Yıllık Ücretli İzin Yönetmeliği’nin 7. Maddesi'nde, işçinin izin isteğini en az bir ay önceden işverene bildirmesi gerektiği açıklanmış, 8. Madde'de ise işverenin işçinin izin kullanma tarihi ile bağlı olmadığı, işçinin talebi ve iş durumu dikkate alınarak izin döneminin belirleneceği ifade edilmiştir.
Söz konusu yönetmelikte belirtildiği üzere, işçinin yıllık izin kullanılacağı zamanı belirlemek işverenin yönetim hakkı kapsamında kalmaktadır.
İşçinin yıllık izin isteğinin onaylanmamasına rağmen, kendisini izinli sayarak işyerinden ayrılması halinde usulüne uygun izin kullanımından söz edilemez. Bu durumda işçinin iş sözleşmesini iş yerini haklı bir neden olmadan terk ederek feshettiği kabul edilir. Dolayısıyla, işçi kıdem ve ihbar tazminatını talep etme hakkını da kaybeder.
Peki, işçinin mazereti dolayısıyla acil olarak yıllık izin ihtiyacı ortaya çıkarsa, örneğin işçinin bir yakınının kaza geçirmesi üzerine yıllık izin talebinde bulunması ve izin isteğinin işverence henüz onaylanmadan izne ayrılması halinde, işveren işçinin sözleşmesini kıdem ve ihbar tazminatını ödemeksizin haklı nedenle feshedebilir mi?
Bu sorunun cevabını Yargıtay şöyle veriyor:
"Davalı işveren ise davacının devamsızlık yapması nedeniyle iş sözleşmesini haklı nedenle feshettiğini savunmuştur. Dinlenen davacı tanıklarının fesih olayına ilişkin görgüye dayalı bir bilgisi bulunmamaktadır. Davalı tanıkları ise, davacının işverenden izin istediğini, işvereninde iki saat beklemesini istediğini, davacının ise beklemeyerek işyerinden ayrıldığını belirtmişlerdir.
Davacının bacanağının ...../........'de 03.09.2007 tarihinde trafik kazası geçirdiği ve 28.09.2007 tarihine kadar ...../...... hastanesinde tedavi gördüğü anlaşılmaktadır. Yine davacının kullanmadığı yıllık izinleri bulunmaktadır.
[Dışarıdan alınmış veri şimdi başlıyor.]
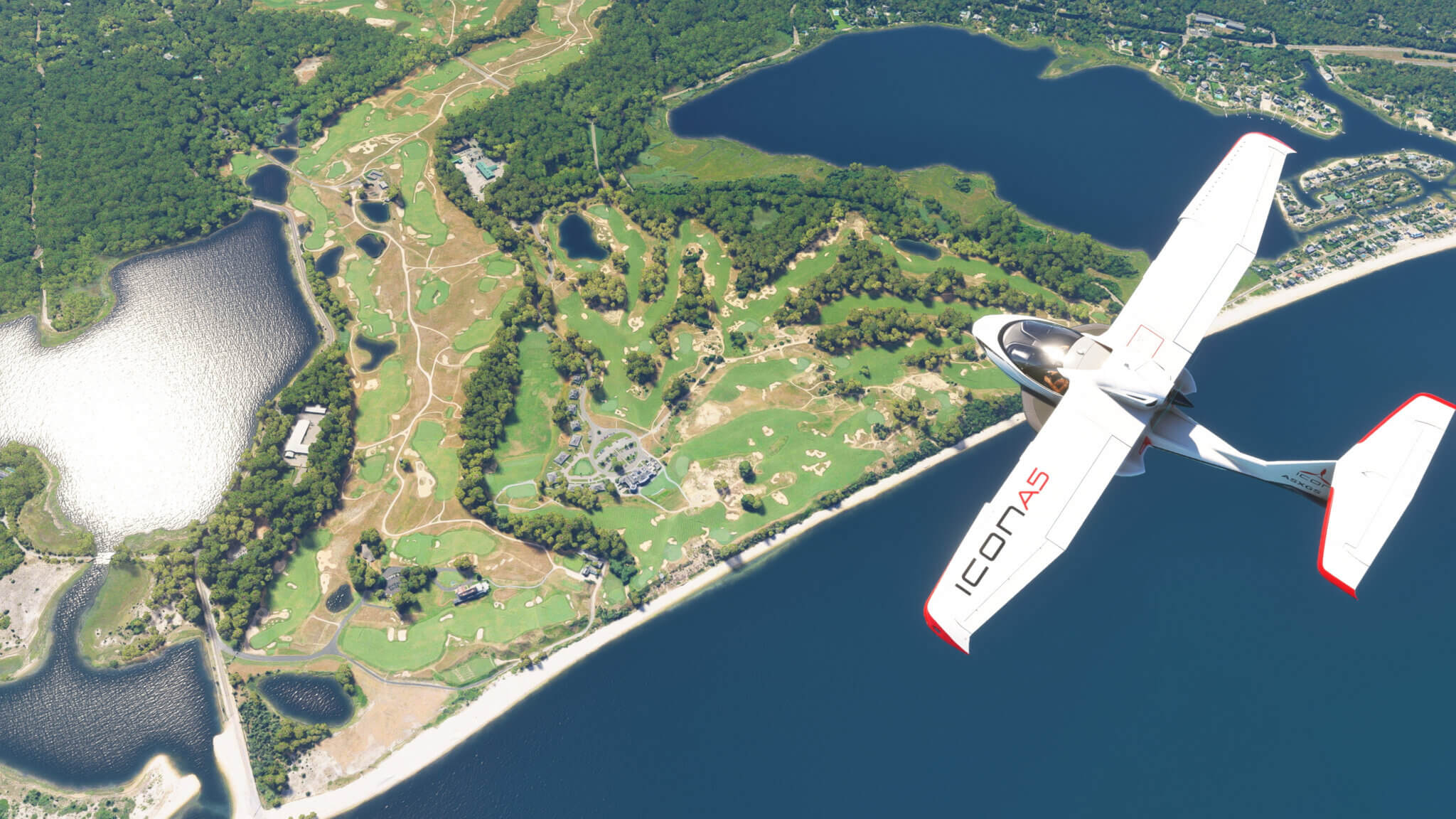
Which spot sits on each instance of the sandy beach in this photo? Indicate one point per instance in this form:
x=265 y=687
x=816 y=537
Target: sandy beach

Davacının 3 Eylül'de işverenden izin istediği sabittir. Diğer taraftan kaza geçiren yakını sayılır. Bu nedenle izin onayı beklemeden ayrılması mazerete dayanmaktadır. Davalı tanığının “izin verecek işveren temsilcisinin iki saat beklese idi izin verilecekti”, beyanı karşısında, mazeretin işveren tarafından da bilindiği anlaşılmaktadır. Davacının bu dönemde işe gelmemesi haklı bir mazerete dayanmaktadır. Davacı izin kullanmak istediğine göre 3-28 Eylül 2007 tarihleri arasında yıllık izinli olarak kabul edilmelidir Davacının iş sözleşmesi 28 Eylül 2007 tarihinde işverence haksız olarak feshedilmiştir. Y.9.HD. 30.6.2015 gün, 2014/9951 E. 2015/23548"
Sözün özü:
-İşçinin izin kullanma tarihini belirleme yetkisi işverene ait olmakla birlikte, işverenin bu hakkını iyi niyet kuralları çerçevesinde kullanması gerektiği açıktır.
-İşçinin, haklı bir mazeretinden dolayı yıllık izne ayrılma talebininişverence onaylanmasını bekleyemeden izne ayrılmış olması, işverene işçiyi işe devamsızlıktan dolayı tazminatsız olarak işten çıkarma hakkı vermez.